1) A method for purifying a polypeptide by loading the polypeptide composition comprising the polypeptide and impurities onto a cation exchange resin, wherein the amount of polypeptide loaded onto the cation exchange resin is less than 20 mg of the polypeptide per mL of cation exchange resin.

2) A method of purification as described in claim 1 wherein the polypeptide composition comprising the polypeptide and impurities is loaded on to the cation exchange column at Ph about 4.0 to pH about 7.0.

2) A method of purification as described in claim 1 wherein amount of polypeptide loaded on to the cation exchange resin ranges from about 5 mg to 19 mg of polypeptide per mL of cation exchange resin.

3) A method of purification as described in claim 1 wherein amount of polypeptide loaded on to the cation exchange resin ranges from about 6 mg to about 18 mg of polypeptide per mL of cation exchange resin.

4) A method of purification as described in claim 1 wherein the cation exchange chromatography may be preceded by one or more affinity chromatography.

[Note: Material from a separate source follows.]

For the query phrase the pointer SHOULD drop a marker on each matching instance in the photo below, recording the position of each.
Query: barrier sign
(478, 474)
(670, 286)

5) A method of purification as described in claim 1 wherein the cation exchange chromatography may be preceded by or followed by one or more ion-exchange chromatography, size exclusion chromatography, hydrophobic interaction chromatography, mixed mode chromatography

6) A method of purification as described in claim 1 wherein the cation exchange chromatography may be preceded by or followed by one or more tangential flow filtration, concentration, diafiltration , ultrafiltration, viral inactivation, sterile filtration, nano filtration or neutralization steps.